Merkel has won plaudits at home for her handling of the crisis and her conservatives (CDU/CSU) enjoy a double-digit lead over their Social Democrat (SPD) rivals, less than two weeks before a federal election.
"We must make sure that the bankers of this world can never again get up to such things at our cost," Merkel told reporters in Koblenz, one of several stops on a cross-country train ride in honour of Germany's first post-war chancellor, Konrad Adenauer, who was elected 60 years ago.
Her criticism of bankers, which she did not repeat later when she passed through Germany's financial capital Frankfurt, came amid protests across Europe to mark the first anniversary of the collapse of U.S. investment bank Lehman Brothers.
Merkel vowed to push for the adoption of "clear rules" to prevent bankers from burdening the economy again when she travels to Pittsburgh later this month for a meeting of the Group of 20 economic powers.
She said the Germany still had work to do to recover from its deepest recession since World War Two, but added: "The indicators show a light at the end of the tunnel".
Any weakening in support for Merkel's conservatives over the final weeks of the campaign could doom her chances of forming a centre-right government with her preferred partners, the business-friendly Free Democrats (FDP).
Merkel had a similar lead in 2005, but saw it evaporate over the final stretch and beat the SPD by only one percentage point -- a result which forced the rival parties into an awkward "grand coalition" government together.
Her mixed performance in a televised debate with her SPD challenger Frank-Walter Steinmeier on Sunday has increased nervousness in her conservative camp that the same could happen this time around.

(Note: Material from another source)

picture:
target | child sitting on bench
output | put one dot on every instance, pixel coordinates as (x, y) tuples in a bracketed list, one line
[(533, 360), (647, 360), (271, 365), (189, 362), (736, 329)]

As she travelled through Germany aboard the slow-moving "Rheingold-Express" train Merkel tried to draw comparisons with Adenauer, the man who presided over Germany's economic miracle of the 1950s.
"Why are we taking this trip on this route? It's because Konrad Adenauer wasn't able to travel this route," she said in the eastern German city of Erfurt, in a reference to Germany's post-war division.
She addressed a crowd of around 500 people in Erfurt, where she also tucked into a Thuringia bratwurst, a favoured German sausage from the region.
Aboard the train, were dozens of journalists, top politicians from her Christian Democrats (CDU) and descendants of Adenauer, who ruled West Germany from 1949 to 1963.